Las dos viejecitas insistían una y otra vez, con las cabezas casi metidas en el cajero automático. Una de ellas le iba diciendo a la otra cómo tenía que actuar. "Ahora, tendrás que darle a reintegros; luego poner la cantidad que vas a retirar, y después te pedirá una clave… Pulsa ahora continuar". "Pues aquí dice: operación cancelada. ¡Vaya lío!".

La cola que se va formando detrás de ellas, en la acera, cada vez es mayor. Una joven parece impacientarse. Otro señor se queja de lo mal que funcionan los cajeros. Al cabo de un rato, la señora que parece ser la titular de la tarjeta de crédito decide tirar la toalla, se gira y me dice: "No sabemos hacerlo, si nos pudiera usted ayudar". Faltaría más.

Me entrega su tarjeta, le pregunto cuánto dinero quiere sacar del cajero, marco los 200 euros que me indica y cuando le digo que ponga ella su número secreto, que yo no lo puedo ver, me lo canta a viva voz… Finalmente, introduzco la clave, le entrego el dinero, me da las gracias y se despide con una frase que hacía mucho tiempo no escuchaba: "que Dios le guarde a usted muchos años".

Esta escena la viví una mañana, antes de que comenzara la pandemia, en una sucursal de LaCaixa, en Cardenal Herrera Oria, cerca de mi domicilio en Madrid, oficina que meses después sería clausurada, como tantas otras. La impotencia y la indefensión de aquellas dos viejecitas la he vuelto a ver reflejada en el rostro de un abuelito enjuto y con bastón que intentaba convencer a una empleada de la EMT en la Plaza de Castilla para que le renovara la "tarjeta transporte". La joven le insistía en que no podía hacerlo, salvo que tuviera cita previa.
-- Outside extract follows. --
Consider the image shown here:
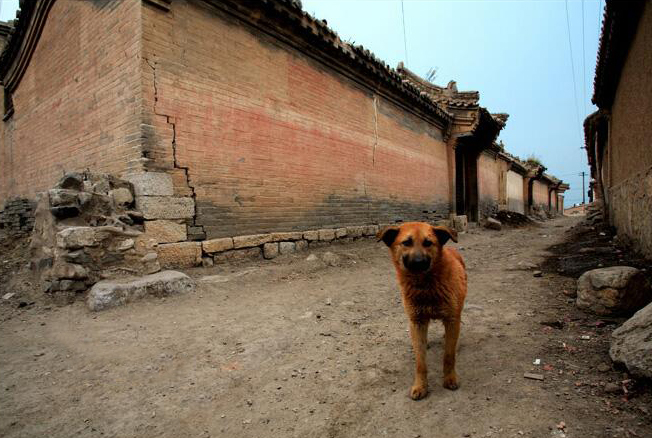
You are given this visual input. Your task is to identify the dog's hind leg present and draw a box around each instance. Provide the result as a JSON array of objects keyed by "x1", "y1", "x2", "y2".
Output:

Que sin cita previa por Internet no había renovación. Y punto. El buen hombre consiguió, al menos, que le dieran una cita para quince días después.

Duele tener que contemplar estos atropellos. Estas indefensiones. Duele ver a personas ejemplares, que han luchado toda su vida para que España se modernizara, humillados, excluidos y rendidos ante la digitalización y las nuevas tecnologías. Y es inexplicable que nuestros mayores no dispongan de la atención y del trato presencial que merecen en sucursales bancarias y en oficinas de la Administración.

La banca española, rescatada con dinero público en 2008, despidió en 2021 a 16.000 empleados, pero ganó casi 20.000 millones de euros, un 45% más que en el ejercicio anterior. Son cifras oficiales, que constatan la recuperación del sector y que ponen de manifiesto la desvergüenza con la que revierten esos beneficios millonarios en la atención de sus clientes más longevos. El eslogan de la campaña iniciada por el urólogo y cirujano valenciano Carlos San Juan (78 años) es elocuente: "Soy mayor, no idiota". Han tenido que recogerse más de 600.000 firmas, en apenas unas semanas, para que el Gobierno, los partidos políticos y el Banco de España tomaran nota de lo que está pasando.

Los mismos que enriquecieron a los bancos y a sus accionistas con hipotecas a veinte o treinta años; los mismos que pagaron de su bolsillo, durante su larga vida laboral, los intereses más altos; los mismos que domiciliaron sus nóminas en cajas de ahorros y bancos, para que esas cajas y bancos pudieran reinvertir sus ahorros y obtener grandes beneficios, no pueden ahora "agradecérselo" con citas previas, horarios restringidos y venga usted mañana.

Supongo que con 20.000 millones de beneficios en el último año tienen suficiente margen para atenderles y tratarles como se merecen.